Liane drew her horse even with Coryn’s, her ladyhawk hooded on her wrist. The years had straightened her nose and faded her freckles, leaving her handsome but not pretty. Yet when Coryn glanced at her, he saw the spirit behind her green eyes, the courage she brought to everything she did. She’d become a skilled monitor and, as Kieran had predicted, had guarded Coryn’s well-being on more than one occasion in the matrix circles.
“It isn’t fair!” she said, following the black horse with her eyes. “I can follow the course of a single blood cell through a man’s body, but try as I might, I can’t go with him like this.” She meant Aran’s oneness with horse and hawk. Although she could monitor and manipulate energon flows in a human body, she was far less talented in empathy, the ability to sense another’s emotions, and she had only the minimal telepathy to work in a circle.
“Ah, well,” she sighed. In the closeness of the Tower, it was impossible to keep her feelings for Aran secret, or the fact that he had only brotherly affection for her. They had been lovers for one brief night, at Year’s End when all normal barriers in the Tower community lifted. What for Liane had been an ecstatic awakening was to Aran only part of the shared sacramental rite of the festival.

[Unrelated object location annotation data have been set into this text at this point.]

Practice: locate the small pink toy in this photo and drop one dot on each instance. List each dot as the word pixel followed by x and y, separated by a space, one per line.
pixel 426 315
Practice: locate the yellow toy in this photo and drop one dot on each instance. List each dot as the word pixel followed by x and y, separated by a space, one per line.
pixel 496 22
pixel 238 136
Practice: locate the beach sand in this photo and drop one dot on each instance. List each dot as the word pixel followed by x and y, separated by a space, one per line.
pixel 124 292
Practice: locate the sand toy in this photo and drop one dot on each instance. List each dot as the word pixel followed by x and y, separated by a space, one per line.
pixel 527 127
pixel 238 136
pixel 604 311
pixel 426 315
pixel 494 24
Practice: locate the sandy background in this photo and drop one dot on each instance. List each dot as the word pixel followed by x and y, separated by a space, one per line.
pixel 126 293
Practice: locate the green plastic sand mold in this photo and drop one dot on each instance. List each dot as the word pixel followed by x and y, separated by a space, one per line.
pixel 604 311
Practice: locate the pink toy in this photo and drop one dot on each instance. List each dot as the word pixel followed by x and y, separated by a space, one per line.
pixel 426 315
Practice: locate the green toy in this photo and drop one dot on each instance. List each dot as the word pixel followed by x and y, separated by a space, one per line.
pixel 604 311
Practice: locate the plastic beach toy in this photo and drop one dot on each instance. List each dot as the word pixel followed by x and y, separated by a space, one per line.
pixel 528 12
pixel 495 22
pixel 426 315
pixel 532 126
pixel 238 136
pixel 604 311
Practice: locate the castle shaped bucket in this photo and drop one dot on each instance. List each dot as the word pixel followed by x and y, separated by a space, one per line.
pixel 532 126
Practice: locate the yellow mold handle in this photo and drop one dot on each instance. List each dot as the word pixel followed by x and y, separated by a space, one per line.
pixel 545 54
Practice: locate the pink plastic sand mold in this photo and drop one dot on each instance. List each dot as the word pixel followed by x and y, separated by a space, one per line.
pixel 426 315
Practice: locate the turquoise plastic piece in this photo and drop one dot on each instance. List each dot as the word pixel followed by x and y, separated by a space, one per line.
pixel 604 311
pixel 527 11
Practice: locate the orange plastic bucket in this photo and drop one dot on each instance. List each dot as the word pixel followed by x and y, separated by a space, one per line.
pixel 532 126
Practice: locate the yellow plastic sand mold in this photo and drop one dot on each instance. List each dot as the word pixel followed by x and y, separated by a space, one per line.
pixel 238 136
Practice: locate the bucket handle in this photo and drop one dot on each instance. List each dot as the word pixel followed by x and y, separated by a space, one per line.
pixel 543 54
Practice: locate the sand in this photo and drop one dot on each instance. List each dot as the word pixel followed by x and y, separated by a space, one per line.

Coryn, sensitized by his rapport with Aran, felt the pang of Liane’s longing. If she had been Kristlin, he would have felt duty bound to speak to Aran. But he knew that if he took any action, Liane would be furious and humiliated. She was a trained monitor, a
leronis
. As she had so emphatically informed Coryn on more than one occasion, he was not the guardian of her conscience. Furthermore, her own Keeper had determined that as long as she kept the channels which carried her sexual energy cleared, the situation was no danger to either her or to Aran. If she could not be trusted to take such basic care of her own body, then how could she be responsible for the life and health of her fellow workers?
It was a good thing, Coryn mused, that such independence in women was fostered only in the Towers, or the men of Darkover might well find their orders questioned at every turn.
Coryn’s horse pulled at the bit, eager to return to stable and oats. “All right, then,” he said aloud, letting the beast ease into a jog. He tilted his head back to scan the skies for his hawk, called to it. There it was, jesses trailing from its feet, lazily enjoying the afternoon thermals. Coryn called again, signaling the hawk to return.
With a shriek to curdle a banshee’s blood, the bird folded its wings and plummeted toward the earth.
Coryn’s heart leaped to his throat.
Open your wings!
he thought desperately.
Now, before it’s too late!
The body of the bird filled his vision, falling even faster now, looming larger and larger.